Heterogeneous pools

Design document
Revision v1
Status released (5.6)
Review create new issue

Notes

  • The cpuid instruction is used to obtain a CPU’s manufacturer, family, model, stepping and features information.
  • The feature bitvector is 128 bits wide: 2 times 32 bits of base features plus 2 times 32 bits of extended features, which are referred to as base_ecx, base_edx, ext_ecx and ext_edx (after the registers used by cpuid to store the results).
  • The feature bits can be masked by Intel FlexMigration and AMD Extended Migration. This means that features can be made to appear as absent. Hence, a CPU can appear as a less-capable CPU.
    • AMD Extended Migration is able to mask both base and extended features.
    • Intel FlexMigration on Core 2 CPUs (Penryn) is able to mask only the base features (base_ecx and base_edx). The newer Nehalem and Westmere CPUs support extended-feature masking as well.
  • A process in dom0 (e.g. xapi) is able to call cpuid to obtain the (possibly modified) CPU info, or can obtain this information from Xen. Masking is done only by Xen at boot time, before any domains are loaded.
  • To apply a feature mask, a dom0 process may specify the mask in the Xen command line in the file /boot/extlinux.conf. After a reboot, the mask will be enforced.
  • It is not possible to obtain the original features from a dom0 process, if the features have been masked. Before applying the first mask, the process could remember/store the original feature vector, or obtain the information from Xen.
  • All CPU cores on a host can be assumed to be identical. Masking will be done simultaneously on all cores in a host.
  • Whether a CPU supports FlexMigration/Extended Migration can (only) be derived from the family/model/stepping information.
  • XS5.5 has an exception for the EST feature in base_ecx. This flag is ignored on pool join.
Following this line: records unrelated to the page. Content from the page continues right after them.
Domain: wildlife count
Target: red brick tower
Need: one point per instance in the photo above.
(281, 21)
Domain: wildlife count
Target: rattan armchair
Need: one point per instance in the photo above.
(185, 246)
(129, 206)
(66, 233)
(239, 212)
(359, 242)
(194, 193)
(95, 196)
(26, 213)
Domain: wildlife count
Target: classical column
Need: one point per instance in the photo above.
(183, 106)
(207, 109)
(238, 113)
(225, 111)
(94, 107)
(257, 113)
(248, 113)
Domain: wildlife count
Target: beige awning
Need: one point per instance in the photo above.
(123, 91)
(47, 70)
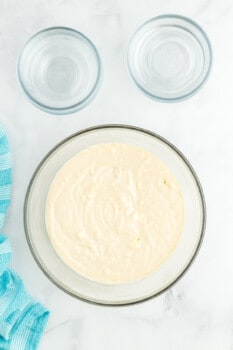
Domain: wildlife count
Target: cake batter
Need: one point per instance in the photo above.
(114, 213)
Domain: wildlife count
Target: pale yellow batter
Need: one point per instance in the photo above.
(114, 213)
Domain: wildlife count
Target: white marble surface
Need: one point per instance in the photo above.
(197, 314)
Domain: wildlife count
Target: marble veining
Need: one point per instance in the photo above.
(197, 313)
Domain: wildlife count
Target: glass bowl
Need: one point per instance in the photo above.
(114, 294)
(169, 58)
(59, 70)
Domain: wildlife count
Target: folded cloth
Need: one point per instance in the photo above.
(22, 320)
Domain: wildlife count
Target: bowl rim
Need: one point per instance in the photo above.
(77, 106)
(137, 129)
(202, 82)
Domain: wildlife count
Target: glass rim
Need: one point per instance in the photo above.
(202, 82)
(74, 107)
(197, 183)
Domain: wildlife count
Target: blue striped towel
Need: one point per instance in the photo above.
(22, 320)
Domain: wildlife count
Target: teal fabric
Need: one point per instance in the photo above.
(22, 320)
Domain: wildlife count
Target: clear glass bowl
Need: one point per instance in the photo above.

Overview of XenAPI Changes

Fields

Currently, the datamodel has Host_cpu objects for each CPU core in a host. As they are all identical, we are considering keeping just one CPU record in the Host object itself, and deprecating the Host_cpu class. For backwards compatibility, the Host_cpu objects will remain as they are in MNR, but may be removed in subsequent releases.

Hence, there will be a new field called Host.cpu_info, a read-only string-string map, containing the following fixed set of keys:

Key name Description
cpu_count The number of CPU cores in the host.
family The family (number) of the CPU.
features The current (possibly masked) feature vector, as given by cpuid. Format: "<base_ecx>-<base_edx>-<ext_ecx>-<ext_edx>", 4 groups of 8 hexadecimal digits, separated by dashes.
features_after_reboot The feature vector to be used after rebooting the host. This field can be modified by calling Host.set_cpu_features. Same format as features.
flags The flags of the physical CPU (a decoded version of the features field).
maskable Indicating whether the CPU supports Intel FlexMigration or AMD Extended Migration. There are three possible values: "no" means that masking is not possible, "base" means that only base features can be masked, and "full" means that base as well as extended features can be masked.
model The model number of the CPU.
modelname The model name of the CPU.
physical_features The original, unmasked features. Same format as features.
speed The speed of the CPU.
stepping The stepping of the CPU.
vendor The manufacturer of the CPU.

Indicating whether the CPU supports Intel FlexMigration or AMD Extended Migration. There are three possible values: "no" means that masking is not possible, "base" means that only base features can be masked, and "full" means that base as well as extended features can be masked.

Note: When the features and features_after_reboot are different, XenCenter could display a warning saying that a reboot is needed to enforce the feature masking.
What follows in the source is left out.